Most agents therefore stop at the earliest point where they have enough information to answer confidently. But confidence is not completeness. For questions that affect a company, a career, an investment, an investigation, or another important decision, the missing work is often where the value lives.
Our belief
The missing primitive in agentic research is explicit control over effort.
Users should be able to answer a second question alongside the prompt: How much work do I want the agent to do? Webhound makes that effort legible by mapping budget to research time.

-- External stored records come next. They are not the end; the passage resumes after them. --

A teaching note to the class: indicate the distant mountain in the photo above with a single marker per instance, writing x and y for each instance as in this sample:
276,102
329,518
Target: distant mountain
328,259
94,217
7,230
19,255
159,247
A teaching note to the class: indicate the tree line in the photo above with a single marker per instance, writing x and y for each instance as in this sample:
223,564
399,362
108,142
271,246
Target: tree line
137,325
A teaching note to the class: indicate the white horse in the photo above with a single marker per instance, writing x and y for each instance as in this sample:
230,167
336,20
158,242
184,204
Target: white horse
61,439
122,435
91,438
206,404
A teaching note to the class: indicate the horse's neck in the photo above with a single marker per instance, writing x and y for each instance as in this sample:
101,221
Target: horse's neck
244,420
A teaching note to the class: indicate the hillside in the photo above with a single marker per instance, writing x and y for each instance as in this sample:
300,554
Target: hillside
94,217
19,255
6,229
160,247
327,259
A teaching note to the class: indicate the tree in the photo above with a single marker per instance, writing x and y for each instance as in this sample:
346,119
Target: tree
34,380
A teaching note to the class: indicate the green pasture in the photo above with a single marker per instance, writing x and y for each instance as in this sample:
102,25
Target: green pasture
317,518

Budget is not merely pricing. It is a depth dial.
What Webhound is
Webhound is a research engine for questions where you want to control how much work goes into the answer. It starts with two inputs: a prompt and an effort budget. The budget acts as fuel for a broad, multi-source investigation, which Webhound assembles into a usable output.
Webhound is built to be used by your agent first. Your agent can hand Webhound a research task, choose how much effort it deserves, and use the result without having to supervise every search or repeatedly ask it to go deeper.
The final answer is not the entire product. A Webhound run also produces working documents that show the research taking shape. Your agent—or you—can inspect and use that work instead of receiving only a black-box answer.
Who it is for
Webhound is defined less by a traditional ICP than by the value of the question. It is for anyone facing a question where missing information costs more than the research: choosing a company or market, finding manufacturers, evaluating an executive, understanding a policy problem, uncovering journalistic leads, mapping a technical design space, or making a consequential personal decision.
Not every question needs Webhound. Simple questions should use simple tools. Webhound matters when controlling the amount of research can change the result.
Our commitments
- Depth must be controllable. The user—not the agent's default stopping behavior—decides how much effort the question deserves.
- The work must be inspectable. Working documents, sources, and the research trail are first-class product surfaces.
- More work must create more value. We optimize for better conclusions and discoveries, not activity, verbosity, or the appearance of rigor.
- The economics must stay honest. No subscription designed to profit from inactivity. Webhound wins when people find the research useful enough to run again.
- Breadth must still feel concrete. We can serve many kinds of users, but every explanation and product experience should make an immediate real-world use obvious.